GENEVA – As Geneva aldermen were ready to vote on the city’s $128.3 million fiscal 2024 budget – which begins May 1 – an alderwoman lobbied to amend the budget to include $50,000 for the Geneva History Museum.
Third Ward Alderwoman Becky Hruby proposed a budget amendment Monday to continue funding in the new fiscal year. The Geneva History Museum, 113 S. Third St., received $45,000 in the fiscal 2023 budget that was approved a year ago.
The motion to take $50,000 from the hotel-motel tax for the museum failed 6-6 with Mayor Kevin Burns casting the tiebreaking nay vote.
“I just wanted to get the history museum funding allocated for an additional year,” Hruby said.
“I think that Geneva really stands out for our historic significance and our quaint historical appeal in our town. I believe the Geneva History Museum directly embraces, enhances and promotes this historical feel,” Hruby said. “We should show our appreciation for the museum’s role in our identity and our entire community with this token of financial support.”
Hruby said the city did not need a grant program to provide funding for the museum.
“This might sound harsh, but my personal feeling is we do not need a grant program, we don’t need a process for a grant program, as no other entities have been serving our community for over 80 years as the Geneva History Museum has,” Hruby said.
Fifth Ward Alderman Craig Maladra said the city needs a policy for giving money to entities that ask for it, and longevity could be one pillar such a policy would contain.
“We need a policy because this year we have been approached by three entities. We can debate the merits of each. You could say there is merits to one. I could say there’s merits to another,” Maladra said. “But without a policy, we have really no reason to back our assertions other than personal feeling.”
Maladra said he could not argue the history museum’s value to the city, but other entities could make similar arguments.
Maladra said the city has been approached by two other entities, the Geneva Center for the Arts and Mary Agnes Zellmer, who organizes races for runners in the city.
“A policy would tell us what type of organizations we choose to fund. Do they have to be 501(c)(3)s or can they be anything,” Maladra said.
A 501(c)(3) is a tax-deductible designation for a nonprofit or charity.
“A policy would tell us what type of activities we choose to fund. A policy would enable us to say, defensively, ‘Here’s why I chose to do this.’ As opposed to just saying, ‘It was the feeling of this council, at this time,’” Maladra said.
“We would be able to say, ‘Per our policy, this is a 501c3, it serves to buttress the pillar of historical heritage in our strategic plan. The funding should come from this source,’” Maladra said.
The policy would also enable us to perhaps put some limits around how much we would take from any given source.”
Maladra said they did not have consensus for a grant program or consensus to have a grant program. It was not relevant before, Maladra said, because organizations had not approached the city for support before.

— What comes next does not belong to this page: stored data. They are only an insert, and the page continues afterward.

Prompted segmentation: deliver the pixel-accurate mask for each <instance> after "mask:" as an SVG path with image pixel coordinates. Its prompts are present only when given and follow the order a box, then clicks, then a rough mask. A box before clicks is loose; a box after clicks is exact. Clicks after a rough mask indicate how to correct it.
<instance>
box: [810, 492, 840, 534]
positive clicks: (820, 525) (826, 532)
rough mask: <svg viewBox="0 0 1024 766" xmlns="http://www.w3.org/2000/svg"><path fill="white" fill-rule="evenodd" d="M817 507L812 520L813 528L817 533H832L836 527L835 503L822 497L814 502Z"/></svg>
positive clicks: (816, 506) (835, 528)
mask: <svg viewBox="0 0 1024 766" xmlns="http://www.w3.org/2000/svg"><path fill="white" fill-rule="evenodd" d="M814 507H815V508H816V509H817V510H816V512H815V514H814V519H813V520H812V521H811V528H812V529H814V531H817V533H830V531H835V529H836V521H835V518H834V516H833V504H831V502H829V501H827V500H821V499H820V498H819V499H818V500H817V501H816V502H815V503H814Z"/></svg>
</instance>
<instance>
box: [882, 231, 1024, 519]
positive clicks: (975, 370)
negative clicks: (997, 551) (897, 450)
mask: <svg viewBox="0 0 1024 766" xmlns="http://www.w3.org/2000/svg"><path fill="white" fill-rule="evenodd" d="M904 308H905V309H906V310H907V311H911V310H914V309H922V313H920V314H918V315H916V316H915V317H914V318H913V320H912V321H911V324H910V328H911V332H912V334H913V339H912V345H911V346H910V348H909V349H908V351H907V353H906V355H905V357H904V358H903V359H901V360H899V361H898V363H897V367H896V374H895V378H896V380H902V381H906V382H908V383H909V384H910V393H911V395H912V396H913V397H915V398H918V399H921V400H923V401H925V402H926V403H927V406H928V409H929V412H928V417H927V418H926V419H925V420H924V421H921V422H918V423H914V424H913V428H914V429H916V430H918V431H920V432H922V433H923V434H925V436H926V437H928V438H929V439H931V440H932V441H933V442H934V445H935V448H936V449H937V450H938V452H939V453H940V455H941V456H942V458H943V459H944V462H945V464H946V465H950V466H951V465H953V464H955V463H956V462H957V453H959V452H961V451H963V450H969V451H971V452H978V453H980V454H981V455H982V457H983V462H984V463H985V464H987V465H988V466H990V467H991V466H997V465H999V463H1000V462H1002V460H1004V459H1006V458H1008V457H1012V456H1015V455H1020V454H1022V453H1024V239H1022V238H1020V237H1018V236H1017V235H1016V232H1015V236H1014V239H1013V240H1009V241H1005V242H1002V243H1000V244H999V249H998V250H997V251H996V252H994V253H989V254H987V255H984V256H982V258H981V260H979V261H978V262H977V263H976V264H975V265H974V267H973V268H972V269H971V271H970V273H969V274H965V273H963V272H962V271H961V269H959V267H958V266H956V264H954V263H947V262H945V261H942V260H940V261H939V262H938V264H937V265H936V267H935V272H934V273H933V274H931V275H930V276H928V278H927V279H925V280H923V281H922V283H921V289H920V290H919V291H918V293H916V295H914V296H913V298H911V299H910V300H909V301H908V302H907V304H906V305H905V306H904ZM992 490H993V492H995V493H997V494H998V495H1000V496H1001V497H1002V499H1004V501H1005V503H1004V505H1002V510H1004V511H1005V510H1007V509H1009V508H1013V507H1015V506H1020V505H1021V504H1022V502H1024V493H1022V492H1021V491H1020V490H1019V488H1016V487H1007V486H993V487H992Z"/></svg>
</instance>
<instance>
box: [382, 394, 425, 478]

Maladra said at the city’s strategic planning meeting in November, there was consensus to have staff bring them a program to study and react to.
“Why are we jumping the gun and ignoring the consensus that we developed in our own strategic planning,” Maladra said. “That puzzles me. It’s going to sound harsh, but it aggravates me. If there’s a will for some of the people on this council to insist on some sort of long-term funding for an entity – but without a policy – I think it would be poor governance for us to do that.”
In addition to Hruby voting yes were 1st Ward Alderwoman Tara Burghart, 2nd Ward Alderman Richard Marks, 3rd Ward Alderman Dean Kilburg and 5th Ward Alderman Robert Swanson.
In addition to Maladra voting no were 1st Ward Alderman Michael Bruno, 2nd Ward Alderman Bradley Kosirog, 4th Ward Aldermen Gabriel Kaven and Amy Mayer.
Burns also voted with aldermen, who were unanimous in approving the fiscal year 2024 budget.